When its initial budget fell from several million to absolute zero, the minister gouged a seed budget from the president's office, but as a result no Sudanese musicians are being paid, and the original plan to bring musicians from South Sudan - the British Council's WAPI project had featured musical exchanges between the two in both Khartoum and Juba - collapsed at the last minute.

For Salih and his colleague Mewahib Mohamed at the British Council in Khartoum, that may have been for the best. Both have to misgivings about the artists they scouted in South Sudan. "Most of them would be singers with backing tapes," says Mohamed, "A kind of rap reggae dance music the youth would like but we didn't think was representative of a very diverse country with such a big tribal heritage."
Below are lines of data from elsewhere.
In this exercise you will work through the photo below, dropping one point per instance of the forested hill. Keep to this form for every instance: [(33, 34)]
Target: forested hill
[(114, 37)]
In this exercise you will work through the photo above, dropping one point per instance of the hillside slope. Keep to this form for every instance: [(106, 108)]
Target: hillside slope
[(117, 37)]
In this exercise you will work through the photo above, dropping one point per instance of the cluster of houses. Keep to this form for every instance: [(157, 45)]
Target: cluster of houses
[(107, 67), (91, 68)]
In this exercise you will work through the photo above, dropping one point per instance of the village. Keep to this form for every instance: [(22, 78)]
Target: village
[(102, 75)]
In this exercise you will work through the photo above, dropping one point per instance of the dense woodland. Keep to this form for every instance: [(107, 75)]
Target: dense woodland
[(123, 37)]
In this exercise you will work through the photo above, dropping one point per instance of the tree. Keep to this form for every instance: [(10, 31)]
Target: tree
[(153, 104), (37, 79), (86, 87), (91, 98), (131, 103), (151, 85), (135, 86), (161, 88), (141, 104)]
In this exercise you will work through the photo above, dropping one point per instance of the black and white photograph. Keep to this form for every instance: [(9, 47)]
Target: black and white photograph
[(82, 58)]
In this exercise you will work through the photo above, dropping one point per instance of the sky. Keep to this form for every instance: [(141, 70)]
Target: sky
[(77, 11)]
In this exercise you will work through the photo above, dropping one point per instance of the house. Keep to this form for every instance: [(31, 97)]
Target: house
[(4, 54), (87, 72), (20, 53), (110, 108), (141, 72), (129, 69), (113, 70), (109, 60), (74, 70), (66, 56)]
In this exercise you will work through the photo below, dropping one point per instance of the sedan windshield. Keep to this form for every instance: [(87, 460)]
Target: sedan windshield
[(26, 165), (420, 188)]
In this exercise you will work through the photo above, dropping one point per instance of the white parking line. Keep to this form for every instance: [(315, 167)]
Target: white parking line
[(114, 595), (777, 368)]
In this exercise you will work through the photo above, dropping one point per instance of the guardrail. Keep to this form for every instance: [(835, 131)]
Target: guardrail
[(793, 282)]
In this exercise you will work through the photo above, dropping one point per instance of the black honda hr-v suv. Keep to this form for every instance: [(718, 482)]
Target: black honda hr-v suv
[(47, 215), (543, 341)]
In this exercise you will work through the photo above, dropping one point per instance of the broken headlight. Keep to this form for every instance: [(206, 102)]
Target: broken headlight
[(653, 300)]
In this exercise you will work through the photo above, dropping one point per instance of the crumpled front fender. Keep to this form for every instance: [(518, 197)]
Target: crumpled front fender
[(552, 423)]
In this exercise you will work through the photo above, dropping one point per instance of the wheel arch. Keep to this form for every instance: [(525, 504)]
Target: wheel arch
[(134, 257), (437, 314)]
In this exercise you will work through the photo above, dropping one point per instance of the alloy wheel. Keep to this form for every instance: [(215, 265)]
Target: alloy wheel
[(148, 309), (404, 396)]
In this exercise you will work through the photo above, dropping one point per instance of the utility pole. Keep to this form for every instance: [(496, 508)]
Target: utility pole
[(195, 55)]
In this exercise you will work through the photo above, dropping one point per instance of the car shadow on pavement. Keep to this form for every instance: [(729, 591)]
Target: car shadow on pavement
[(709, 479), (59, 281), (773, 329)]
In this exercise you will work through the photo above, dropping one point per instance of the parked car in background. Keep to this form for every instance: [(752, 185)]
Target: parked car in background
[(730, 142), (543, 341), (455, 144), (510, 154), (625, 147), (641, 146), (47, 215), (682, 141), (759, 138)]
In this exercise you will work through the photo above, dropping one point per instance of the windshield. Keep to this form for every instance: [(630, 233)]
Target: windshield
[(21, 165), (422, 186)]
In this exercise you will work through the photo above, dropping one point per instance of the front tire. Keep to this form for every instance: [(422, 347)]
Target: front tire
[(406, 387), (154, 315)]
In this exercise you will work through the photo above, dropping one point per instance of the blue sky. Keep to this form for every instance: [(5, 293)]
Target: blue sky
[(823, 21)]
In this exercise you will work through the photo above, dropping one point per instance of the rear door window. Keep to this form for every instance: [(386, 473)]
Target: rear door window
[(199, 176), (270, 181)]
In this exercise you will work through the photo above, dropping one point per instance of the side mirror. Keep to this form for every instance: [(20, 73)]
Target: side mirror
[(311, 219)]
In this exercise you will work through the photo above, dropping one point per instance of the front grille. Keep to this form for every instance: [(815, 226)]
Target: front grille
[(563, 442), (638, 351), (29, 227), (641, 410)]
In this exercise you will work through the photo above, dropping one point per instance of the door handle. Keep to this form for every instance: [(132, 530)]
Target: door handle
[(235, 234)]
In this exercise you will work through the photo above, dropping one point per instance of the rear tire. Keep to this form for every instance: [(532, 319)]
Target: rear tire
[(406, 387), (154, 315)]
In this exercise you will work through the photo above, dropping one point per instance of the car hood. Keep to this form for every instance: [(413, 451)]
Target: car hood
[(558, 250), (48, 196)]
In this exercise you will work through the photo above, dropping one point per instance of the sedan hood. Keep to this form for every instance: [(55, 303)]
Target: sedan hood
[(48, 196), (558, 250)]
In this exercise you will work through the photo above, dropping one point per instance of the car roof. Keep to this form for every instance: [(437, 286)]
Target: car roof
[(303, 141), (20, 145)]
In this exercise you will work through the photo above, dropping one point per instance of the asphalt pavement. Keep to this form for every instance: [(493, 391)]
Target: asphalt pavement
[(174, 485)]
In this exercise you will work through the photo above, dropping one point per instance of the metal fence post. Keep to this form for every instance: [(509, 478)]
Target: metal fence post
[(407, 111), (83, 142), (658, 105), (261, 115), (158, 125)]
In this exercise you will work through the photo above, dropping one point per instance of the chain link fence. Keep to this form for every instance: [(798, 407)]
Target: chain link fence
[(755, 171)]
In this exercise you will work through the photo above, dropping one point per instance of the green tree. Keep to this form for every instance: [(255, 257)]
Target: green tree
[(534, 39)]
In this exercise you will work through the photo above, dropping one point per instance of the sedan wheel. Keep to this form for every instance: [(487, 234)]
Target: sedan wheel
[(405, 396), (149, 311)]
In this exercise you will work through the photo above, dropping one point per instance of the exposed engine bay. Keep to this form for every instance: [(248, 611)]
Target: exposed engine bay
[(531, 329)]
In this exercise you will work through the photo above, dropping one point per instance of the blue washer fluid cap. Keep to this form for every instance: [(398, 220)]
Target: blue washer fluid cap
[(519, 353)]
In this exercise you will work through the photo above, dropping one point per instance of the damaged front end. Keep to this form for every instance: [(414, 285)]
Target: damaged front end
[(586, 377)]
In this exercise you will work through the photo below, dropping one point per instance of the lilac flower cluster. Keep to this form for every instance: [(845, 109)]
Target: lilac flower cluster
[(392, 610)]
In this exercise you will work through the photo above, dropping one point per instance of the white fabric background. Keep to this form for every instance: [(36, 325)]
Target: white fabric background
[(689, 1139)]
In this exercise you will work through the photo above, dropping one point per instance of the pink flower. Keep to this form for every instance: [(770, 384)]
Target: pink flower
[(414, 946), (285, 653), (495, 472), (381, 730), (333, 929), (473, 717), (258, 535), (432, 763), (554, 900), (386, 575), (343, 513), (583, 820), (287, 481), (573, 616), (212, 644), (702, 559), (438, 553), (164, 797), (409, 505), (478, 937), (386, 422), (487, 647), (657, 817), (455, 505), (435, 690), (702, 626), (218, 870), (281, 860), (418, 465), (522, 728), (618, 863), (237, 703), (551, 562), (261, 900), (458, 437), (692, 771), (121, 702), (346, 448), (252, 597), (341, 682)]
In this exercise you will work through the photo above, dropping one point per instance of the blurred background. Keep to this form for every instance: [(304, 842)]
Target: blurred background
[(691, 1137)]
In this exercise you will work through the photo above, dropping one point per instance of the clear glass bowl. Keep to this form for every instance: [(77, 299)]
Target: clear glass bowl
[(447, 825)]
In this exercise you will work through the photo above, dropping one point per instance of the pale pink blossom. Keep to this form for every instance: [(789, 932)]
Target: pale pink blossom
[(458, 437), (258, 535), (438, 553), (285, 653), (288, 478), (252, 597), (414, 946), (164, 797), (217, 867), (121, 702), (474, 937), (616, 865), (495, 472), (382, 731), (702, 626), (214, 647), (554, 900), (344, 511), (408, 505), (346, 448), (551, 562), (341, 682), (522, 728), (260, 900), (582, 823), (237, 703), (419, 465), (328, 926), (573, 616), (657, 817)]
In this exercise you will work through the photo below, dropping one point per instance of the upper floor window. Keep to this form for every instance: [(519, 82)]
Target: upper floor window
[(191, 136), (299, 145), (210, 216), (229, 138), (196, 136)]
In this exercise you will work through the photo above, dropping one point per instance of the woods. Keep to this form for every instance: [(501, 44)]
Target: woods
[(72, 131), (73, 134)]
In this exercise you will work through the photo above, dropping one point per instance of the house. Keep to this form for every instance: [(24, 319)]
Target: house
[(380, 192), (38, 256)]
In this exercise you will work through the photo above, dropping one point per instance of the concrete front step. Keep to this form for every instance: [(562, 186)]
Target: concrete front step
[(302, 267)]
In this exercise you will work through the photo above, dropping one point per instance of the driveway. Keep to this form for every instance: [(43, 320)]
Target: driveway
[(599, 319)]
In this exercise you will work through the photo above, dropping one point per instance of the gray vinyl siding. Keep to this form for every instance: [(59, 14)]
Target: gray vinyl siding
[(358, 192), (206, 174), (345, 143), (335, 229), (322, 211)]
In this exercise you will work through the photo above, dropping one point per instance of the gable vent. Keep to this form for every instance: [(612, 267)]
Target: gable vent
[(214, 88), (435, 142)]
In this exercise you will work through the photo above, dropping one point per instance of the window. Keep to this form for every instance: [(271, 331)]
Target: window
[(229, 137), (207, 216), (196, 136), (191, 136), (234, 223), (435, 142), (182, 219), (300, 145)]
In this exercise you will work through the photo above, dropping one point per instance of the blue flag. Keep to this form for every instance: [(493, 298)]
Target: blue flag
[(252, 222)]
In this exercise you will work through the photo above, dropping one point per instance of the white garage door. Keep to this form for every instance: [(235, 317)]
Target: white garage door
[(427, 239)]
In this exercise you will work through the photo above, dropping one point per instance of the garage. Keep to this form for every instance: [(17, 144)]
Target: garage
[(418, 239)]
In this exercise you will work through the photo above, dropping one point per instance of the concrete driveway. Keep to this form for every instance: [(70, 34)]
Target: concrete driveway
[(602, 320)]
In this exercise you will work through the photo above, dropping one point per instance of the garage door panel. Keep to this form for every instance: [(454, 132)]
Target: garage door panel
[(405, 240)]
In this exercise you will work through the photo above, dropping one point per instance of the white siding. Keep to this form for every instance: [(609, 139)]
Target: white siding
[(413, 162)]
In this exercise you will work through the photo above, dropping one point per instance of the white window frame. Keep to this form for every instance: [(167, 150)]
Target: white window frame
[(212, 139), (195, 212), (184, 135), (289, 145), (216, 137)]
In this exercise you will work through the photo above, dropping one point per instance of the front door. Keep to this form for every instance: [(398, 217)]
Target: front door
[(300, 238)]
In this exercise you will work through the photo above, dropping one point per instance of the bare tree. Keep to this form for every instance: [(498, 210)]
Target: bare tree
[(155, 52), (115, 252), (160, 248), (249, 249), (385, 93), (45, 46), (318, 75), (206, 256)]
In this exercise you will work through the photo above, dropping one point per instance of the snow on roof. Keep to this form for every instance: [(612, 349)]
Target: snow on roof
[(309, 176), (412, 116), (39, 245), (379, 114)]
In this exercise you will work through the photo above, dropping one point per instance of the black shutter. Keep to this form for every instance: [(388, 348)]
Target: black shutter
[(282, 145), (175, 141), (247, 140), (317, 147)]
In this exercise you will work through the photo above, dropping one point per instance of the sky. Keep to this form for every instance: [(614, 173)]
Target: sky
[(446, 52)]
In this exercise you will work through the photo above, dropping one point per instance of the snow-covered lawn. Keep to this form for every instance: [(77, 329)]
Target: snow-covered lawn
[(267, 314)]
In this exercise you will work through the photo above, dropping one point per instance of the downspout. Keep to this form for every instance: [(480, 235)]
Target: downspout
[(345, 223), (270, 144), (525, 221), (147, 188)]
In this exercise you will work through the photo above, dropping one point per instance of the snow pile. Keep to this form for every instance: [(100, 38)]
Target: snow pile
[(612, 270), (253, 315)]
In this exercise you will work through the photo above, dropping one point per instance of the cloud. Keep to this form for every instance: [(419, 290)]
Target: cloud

"There's a lot of reasons for singers using backing tapes," counters Joel Mills of the British Council in London, who helped organise WAPI events in South Sudan. "One of them is the availability of musicians. The access to instruments, getting tuition, is unaffordable for most people. There's a generation gap in terms of aspiration; between the young who aspire to be hip hop artists, and the older generation who are more oriented towards traditional music. We met amazing people there," she adds, "but the situation is much more challenging. A lot of the skills that people once had have been lost."

To get a taste of the source music from the world's newest states, it's wise to visit to Dafa Ali's Sudanese Traditional Music Centre, about a mile from the People's Theatre in Khartoum. Dafa Ali is a folklorist in the tradition of Alan Lomax, who makes films for Sudanese television, documents the folk traditions of both north and South Sudan on film and disc, and makes and plays the instruments from these traditions.

His centre may be a half-built concrete shell, but it is here that the hidden musical cultures of the new Sudans, north and South, shine through. Dafa's a man who can film and record in the thick of it, amid pounding feet and heavy, heaving figures brandishing rifles and raising the spirits from heavily trance-like chants and dances that imitate the movements of horses, or waters, or cattle. This is not music to be staged - you have to go to where it is to witness it - but you can sense that here, before Dafa Ali's laptop in a rough-hewn room in downtown Khartoum, surrounded by strange-looking wind and stringed instruments, that somewhere between the hard-eyed backing-tape singers and the dense thicket of tribal customs, a powerful new culture is waiting to emerge.

As in Sudan itself, precariously tipped between expansion and implosion as a newly drawn state facing harsh realities, South Sudan 's uniting of tribal identity and modern aspiration into a national culture could unleash a music to blow the minds of the most experienced cultural traveller. All it needs is a viable infrastructure. As the British Council and its creative coalition partners make plans for their next festival in Port Sudan in early 2012, all involved must hope that it is the sound music and not the sound of gunfire, death and mayhem, and, once again, the silence, that we hear.